The students who participated in the model are bringing back to the St. Lawrence community with them a unique experience that cultivated an irreplaceable set of skills and unforgettable memories. “I learned so much about how diplomacy actually works and how SLU graduates are actually touching the lives around the world. It was a great experience and we walk away with a better understanding of the politics of Latin America,” said student delegate Emily Blech.
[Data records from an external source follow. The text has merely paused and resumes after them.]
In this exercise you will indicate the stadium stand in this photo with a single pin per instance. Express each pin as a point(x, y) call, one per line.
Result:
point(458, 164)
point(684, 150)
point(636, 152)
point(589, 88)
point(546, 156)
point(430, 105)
Student delegate Patrick Vernallis said, “I can’t think of another forum where so many international students representing many diverse nations could work with SLU students,” and also added “I don’t think there is any way to replicate this experience while on campus.” Just an important as the life skills acquired during the trip, many students made friends and thus established connections all over the world.
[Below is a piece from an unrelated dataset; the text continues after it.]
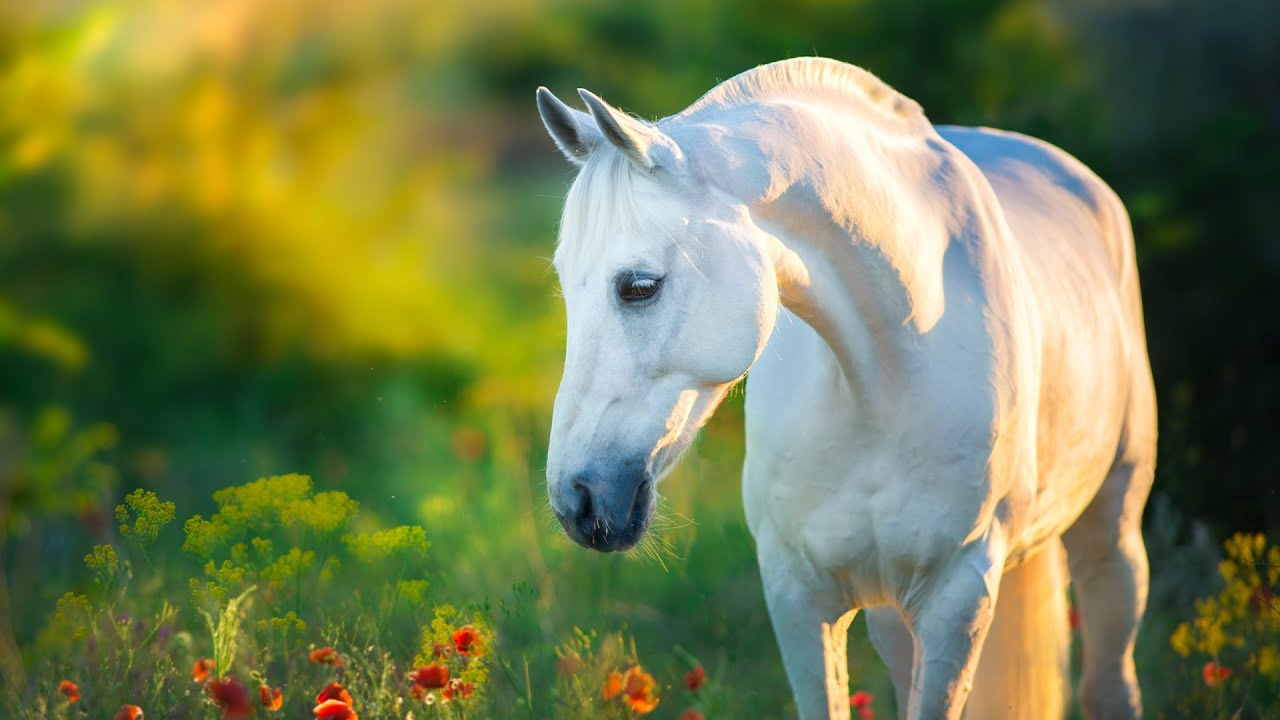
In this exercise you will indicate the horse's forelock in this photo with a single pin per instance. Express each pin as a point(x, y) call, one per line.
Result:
point(600, 208)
This model not only benefitted the students, as Professor and MOAS advisor Shelley McConnell said “By reviewing the policy proposals submitted by the 34 participating universities I get a broad update on hemispheric affairs, and then turn around and teach on those issues in my other courses on Latin American politics.” Students who did not attend the Model OAS will be benefiting from the experience for years to come with the knowledge Professor McConnell is bringing back with her. Even more benefits are to come for the MOAS and SLU, where McConnell was offered to join the board that runs the model. “It’s an honor to have been invited to join the board of directors of the Institute for Diplomatic Dialogue in the Americans (IDDA), which runs the Model OAS. No doubt the fine performance of the St. Lawrence students helped garner that invitation in what is just our second year.”
McConnell, along with organizing and advising the trip, also set up a meeting with the Embassy of Guyana. There, the St. Lawrence’s delegation was able to briefly speak with Bayney Karran, the Guyanese ambassador to the United States. Karran offered incite on what issues Guyana focuses on in the actual OAS. More time was spent speaking with M. Deborah Yaw, the alternative representative to the OAS, who spoke more in depth on the perspectives of Guyana. “Diplomacy is not a straight and narrow path,” she said to the group when explaining the complexity of multilateral relationships in the OAS. In addition, the St. Lawrence students visited the Committee on Hemispheric Affairs, a prominent NGO and spoke to the head of COHA, Larry Burns.
The Model OAS proved to be a great success for St. Lawrence. During the remainder of the semester the MOAS will be spreading initiatives across campus to foster more interest. The goal is to make the MOAS a staple to St. Lawrence. In the hopes of returning next year, the team is already considering which country they would like to represent.